Jake. The father. A Sixties radical living in a shack on
the ocean south of Halifax. He works part-time in a socialist bookstore in Halifax. 

Gayle. The mother. She works as a waitress in a diner in Burlington, Vermont.

Dylan. Their son. He teaches literature at Middleton College, an elite college in Vermont.
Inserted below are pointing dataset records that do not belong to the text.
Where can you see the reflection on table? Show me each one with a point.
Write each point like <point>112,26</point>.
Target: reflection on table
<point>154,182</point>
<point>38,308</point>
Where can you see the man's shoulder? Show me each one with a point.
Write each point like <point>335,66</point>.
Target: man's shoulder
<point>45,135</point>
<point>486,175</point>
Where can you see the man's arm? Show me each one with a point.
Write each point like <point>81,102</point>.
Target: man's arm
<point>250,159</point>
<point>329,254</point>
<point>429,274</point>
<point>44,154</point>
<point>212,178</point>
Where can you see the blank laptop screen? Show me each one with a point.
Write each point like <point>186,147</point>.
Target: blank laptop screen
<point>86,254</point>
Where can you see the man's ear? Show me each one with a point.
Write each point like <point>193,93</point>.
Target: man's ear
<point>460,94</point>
Sarah. His wife. She is a lawyer in Middleton.

Peggy's Cove. Nova Scotia
Burlington, Vermont
Middleton, Vermont
Eastern Shore, Maryland




Review of Contemporary Fiction 
Vol. XXX, #2 Slovak Fiction
Volume editor Clarice Cloutier

Reviewed by Andy Stewart

Left is not a novel that relies on a complex plot structure to engage the reader. On the contrary, Robert Buckeye's newest work focuses on everyday complexities and the ordinary lives of four characters: Sarah, a wife who must find peace after a separation from her husband; Dylan, Sarah’s distant husband who seeks freedom in the arms of younger women; Gayle, the middle-aged mother who struggles with the pains of the past so she can salvage a future; and Jake, the aging radical father who attempts to find happiness in the "free" life he has constructed for himself. In less skillful hands, these characters would perhaps come across as egocentric or needlessly tragic. However, the greatest contributing factor to Left’s success is that Buckeye makes no judgments about his characters. His narrative follows each of the four characters in turn, closely and intimately, offering insight into their emotional states; their desires and regrets. In this way Buckeye captures a rare emotional authenticity and realism attained by few authors. Stylistically, the author’s form mirrors the novel’s intimate theme. Instead of relying on a traditional chapter structure, his narrative tracks the mundane happenings of each character in small, shifting vignettes. Aside from Sarah and Dylan, the lives of each character rarely intersect. Thus, Buckeye shifts fluidly from one character’s story to the next in a way that both formally and thematically connects his characters to one another. Their struggles unfold in a unison that, at the novel’s end, culminates to a subtle, yet gripping resolution. Artfully crafted, Left is a compact novel rich with poetic prose, keen descriptions and candid personal observations. Moreover, the piece is a testament to Robert Buckeye’s ability to craft a truly honest and powerfully real work of fiction.